Revenge? A terrorist attack? Or a declaration of war?
The head of the Senate Armed Services Committee lies dead. The murder weapon? An Air Force jet deliberately crashed into his DC hotel room.
Half a world away in the South China Sea, an F-35C Lightning II crashes during landing. It cripples the aircraft supercarrier USS Theodore Roosevelt. An accident? Or China’s next move toward world domination?
Miranda Chase and her NTSB air-crash investigation team are spread thin as they struggle to unravel two horrific crashes at once — and halt a global firestorm before it burns them all.
Worse, the next target could be Miranda herself.
PROLOGUE
Friday evening of Memorial Day Weekend
Joint Base Andrews
Washington, DC
“Two to go,” US Air Force Captain Beth Johnston told her C-20C Gulfstream III bizjet as she brushed a hand on the high-polish paint. It wore the distinctive United States of America blue-and-white of a VIP transport for the 89th Airlift Wing. One of three identical birds kept in this auxiliary hangar at Andrews Air Force Base, but this sweet 20C was hers.
Tonight’s VIP lift mission was a flight to Georgia to return the Secretary of the Treasury to DC after a four-day vacation. Most people were headed out of DC for Memorial Day weekend, the secretary was headed in.
Beth would take her pilot’s job over any other. She didn’t care crap about glory or power or politics—she wanted to fly.
This flight would leave her with only the Secretaries of Interior and Veteran Affairs who she hadn’t transported yet. She had every other cabinet secretary’s signature in her log book.
Of course it would be nice to snag a VP or even Presidential lift, but that wasn’t likely. She’d followed their big planes any number of times for emergency coverage, but had not been needed. And as much as she’d like to snag their signatures, she’d rather not have the scale of emergency that would call for the Commander in Chief to climb aboard her little ten-passenger jet.
At 2007 hours, Captain Justin O’Dowd strode into the hangar and waved as he walked toward his usual 20C. She didn’t recall there being a second lift mission tonight, but it was Friday before a three-day weekend so anything was possible. Odd that his copilot wasn’t with him. It was easy to fly the plane solo, but it wasn’t certified for it.
“How’s your mother holding up?” she called out.
“Still mad for each other, they are,” he replied in a ridiculously overblown Irish accent. One of Justin’s running jokes was about his quiet Lebanese mother surviving his boisterous Irish father. His looks belonged to his mother, his sense of humor to his father, and his piloting skills to the US Air Force. He flew at least as well as she did.
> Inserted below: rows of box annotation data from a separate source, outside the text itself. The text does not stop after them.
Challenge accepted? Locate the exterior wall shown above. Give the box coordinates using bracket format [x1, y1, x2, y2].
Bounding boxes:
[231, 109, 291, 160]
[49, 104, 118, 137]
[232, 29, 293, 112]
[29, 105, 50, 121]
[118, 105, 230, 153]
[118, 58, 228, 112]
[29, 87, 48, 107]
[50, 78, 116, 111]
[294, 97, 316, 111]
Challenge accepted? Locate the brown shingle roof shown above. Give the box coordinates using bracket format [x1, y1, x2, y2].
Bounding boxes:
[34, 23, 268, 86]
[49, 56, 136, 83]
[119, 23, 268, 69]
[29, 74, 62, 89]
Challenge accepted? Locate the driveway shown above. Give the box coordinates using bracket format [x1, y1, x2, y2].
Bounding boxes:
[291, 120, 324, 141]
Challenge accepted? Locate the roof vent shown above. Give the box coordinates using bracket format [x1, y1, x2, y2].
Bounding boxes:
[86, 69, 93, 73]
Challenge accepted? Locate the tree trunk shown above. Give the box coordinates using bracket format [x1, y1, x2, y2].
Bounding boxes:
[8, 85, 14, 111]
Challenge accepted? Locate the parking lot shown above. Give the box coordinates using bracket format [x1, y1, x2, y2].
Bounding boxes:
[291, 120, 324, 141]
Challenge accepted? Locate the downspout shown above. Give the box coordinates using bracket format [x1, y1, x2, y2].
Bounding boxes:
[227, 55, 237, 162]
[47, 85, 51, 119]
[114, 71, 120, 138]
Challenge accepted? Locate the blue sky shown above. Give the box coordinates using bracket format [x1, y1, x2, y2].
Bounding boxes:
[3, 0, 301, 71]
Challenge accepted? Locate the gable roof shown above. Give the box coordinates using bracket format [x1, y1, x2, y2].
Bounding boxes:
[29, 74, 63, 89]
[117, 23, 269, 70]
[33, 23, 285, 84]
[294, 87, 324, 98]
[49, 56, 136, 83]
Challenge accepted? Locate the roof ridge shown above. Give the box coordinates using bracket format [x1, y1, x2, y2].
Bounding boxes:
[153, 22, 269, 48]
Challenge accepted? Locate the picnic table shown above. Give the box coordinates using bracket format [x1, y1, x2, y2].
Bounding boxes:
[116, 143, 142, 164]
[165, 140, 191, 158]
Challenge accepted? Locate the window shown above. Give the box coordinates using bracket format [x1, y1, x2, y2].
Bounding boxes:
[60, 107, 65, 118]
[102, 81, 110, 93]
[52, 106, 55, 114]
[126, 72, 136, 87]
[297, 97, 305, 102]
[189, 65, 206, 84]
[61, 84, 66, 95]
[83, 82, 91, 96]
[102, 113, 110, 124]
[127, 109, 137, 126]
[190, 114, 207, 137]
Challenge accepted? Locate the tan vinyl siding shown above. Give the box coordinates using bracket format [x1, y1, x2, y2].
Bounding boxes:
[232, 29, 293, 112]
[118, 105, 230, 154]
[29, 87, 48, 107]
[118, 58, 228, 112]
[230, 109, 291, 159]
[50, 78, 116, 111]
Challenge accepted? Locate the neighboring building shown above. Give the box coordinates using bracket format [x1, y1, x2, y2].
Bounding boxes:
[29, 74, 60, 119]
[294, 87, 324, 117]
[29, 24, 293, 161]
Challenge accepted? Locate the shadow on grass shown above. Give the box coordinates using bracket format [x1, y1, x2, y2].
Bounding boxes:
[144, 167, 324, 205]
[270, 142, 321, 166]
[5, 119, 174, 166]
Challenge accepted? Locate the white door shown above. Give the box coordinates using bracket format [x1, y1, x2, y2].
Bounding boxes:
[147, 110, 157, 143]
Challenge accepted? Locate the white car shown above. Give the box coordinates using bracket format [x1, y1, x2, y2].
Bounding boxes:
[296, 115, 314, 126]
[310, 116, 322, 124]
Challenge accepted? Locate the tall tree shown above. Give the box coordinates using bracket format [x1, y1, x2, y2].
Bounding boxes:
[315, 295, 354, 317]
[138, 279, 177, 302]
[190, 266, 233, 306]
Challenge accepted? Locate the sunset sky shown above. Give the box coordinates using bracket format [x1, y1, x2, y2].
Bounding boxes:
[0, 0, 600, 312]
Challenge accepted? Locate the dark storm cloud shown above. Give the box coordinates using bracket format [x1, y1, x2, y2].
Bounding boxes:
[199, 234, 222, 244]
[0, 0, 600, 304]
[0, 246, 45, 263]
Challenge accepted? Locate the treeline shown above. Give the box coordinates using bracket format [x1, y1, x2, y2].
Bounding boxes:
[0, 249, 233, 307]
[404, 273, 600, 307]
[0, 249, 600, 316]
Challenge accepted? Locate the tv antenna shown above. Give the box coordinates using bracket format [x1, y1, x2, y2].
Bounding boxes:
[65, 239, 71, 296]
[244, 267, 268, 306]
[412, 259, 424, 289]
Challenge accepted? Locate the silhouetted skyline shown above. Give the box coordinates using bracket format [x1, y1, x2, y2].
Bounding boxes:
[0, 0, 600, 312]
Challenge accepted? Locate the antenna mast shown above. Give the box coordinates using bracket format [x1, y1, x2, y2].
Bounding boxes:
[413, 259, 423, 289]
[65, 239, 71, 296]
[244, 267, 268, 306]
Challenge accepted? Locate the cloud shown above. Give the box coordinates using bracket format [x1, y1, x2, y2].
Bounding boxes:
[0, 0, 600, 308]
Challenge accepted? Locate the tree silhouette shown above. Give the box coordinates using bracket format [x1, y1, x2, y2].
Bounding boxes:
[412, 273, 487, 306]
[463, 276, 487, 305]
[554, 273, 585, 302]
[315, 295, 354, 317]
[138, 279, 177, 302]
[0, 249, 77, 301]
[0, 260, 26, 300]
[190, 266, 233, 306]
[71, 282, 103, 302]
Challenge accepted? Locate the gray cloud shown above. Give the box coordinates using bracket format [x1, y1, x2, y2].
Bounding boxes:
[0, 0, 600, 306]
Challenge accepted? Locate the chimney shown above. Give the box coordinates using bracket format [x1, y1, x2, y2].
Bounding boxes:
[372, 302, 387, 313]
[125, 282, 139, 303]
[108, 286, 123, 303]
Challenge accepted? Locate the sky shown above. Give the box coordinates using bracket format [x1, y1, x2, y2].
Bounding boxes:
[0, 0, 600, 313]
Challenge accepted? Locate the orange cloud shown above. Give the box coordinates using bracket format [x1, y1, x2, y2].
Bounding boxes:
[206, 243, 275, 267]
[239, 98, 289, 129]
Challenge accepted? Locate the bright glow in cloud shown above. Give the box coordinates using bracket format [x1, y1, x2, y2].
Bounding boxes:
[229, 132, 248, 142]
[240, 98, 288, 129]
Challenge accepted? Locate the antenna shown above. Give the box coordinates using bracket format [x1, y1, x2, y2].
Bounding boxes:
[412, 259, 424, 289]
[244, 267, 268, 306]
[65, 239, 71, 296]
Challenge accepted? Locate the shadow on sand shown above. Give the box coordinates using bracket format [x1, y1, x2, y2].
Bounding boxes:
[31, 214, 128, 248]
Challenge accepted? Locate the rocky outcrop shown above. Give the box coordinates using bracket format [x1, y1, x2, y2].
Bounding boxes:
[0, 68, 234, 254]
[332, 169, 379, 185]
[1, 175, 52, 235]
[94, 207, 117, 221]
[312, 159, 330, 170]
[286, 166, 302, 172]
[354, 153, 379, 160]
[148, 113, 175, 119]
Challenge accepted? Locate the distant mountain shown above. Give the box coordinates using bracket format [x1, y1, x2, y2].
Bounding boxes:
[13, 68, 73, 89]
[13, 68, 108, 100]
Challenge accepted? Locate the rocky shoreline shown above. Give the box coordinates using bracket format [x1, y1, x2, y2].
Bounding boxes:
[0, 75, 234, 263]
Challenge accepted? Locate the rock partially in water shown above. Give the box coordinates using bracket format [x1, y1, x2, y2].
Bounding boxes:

She returned to her preflight inspection. Her copilot Reggie was following behind her so that everything was double-checked. She’d always loved the peaceful process of checking over her plane from fan blades in the engines to tire pressure—before they went out and ripped a hole in the sky.
“Hey, Reg, could you come take a look at this?” Justin’s accentless voice was overloud in the quiet hangar.
Reggie glanced at her for permission, then circled around to the other side of Justin’s plane.
Like her, Justin was always pure business when it came to flying. Another reason to like him, but she never quite felt that snap of attraction. She knew he was single and interested, but there was always something that had her keeping their relationship strictly professional.
Moments later, a shout of surprise echoed about the hangar.
Beth ducked low to look under the fuselage of her plane toward Justin’s plane—as Reggie’s body slumped limply to the scrubbed concrete floor.
She sprinted around the nose of both planes, then around the long wing to where Reggie lay crumpled by the open rear baggage access.
“What happened?” Beth knelt over him and reached for his pulse, but there was no need. His eyes were shot wide and his mouth was fixed in a rigid O of surprise. “What happened?”
Kneeling beside her, Justin rested a hand on her shoulder to keep her steady.
Then she saw his other hand. He held a needle-thin stiletto—with a blood-red blade.
He shifted his hand from her shoulder to clamp it over her mouth. With the other, he slid the blade into her chest, angling up below her left ribcage. A scorching agony overwhelmed any sense of fear as he plunged the blade into her heart and then circled the tip with a quick twist of his wrist. Minimal hole. Minimal blood.
She looked down in time to see the small stain of red on Reggie’s shirt where the blade had severed his heart inside his chest exactly as it severed hers.
“I’m sorry, Beth. But I need your flight clearance tonight.”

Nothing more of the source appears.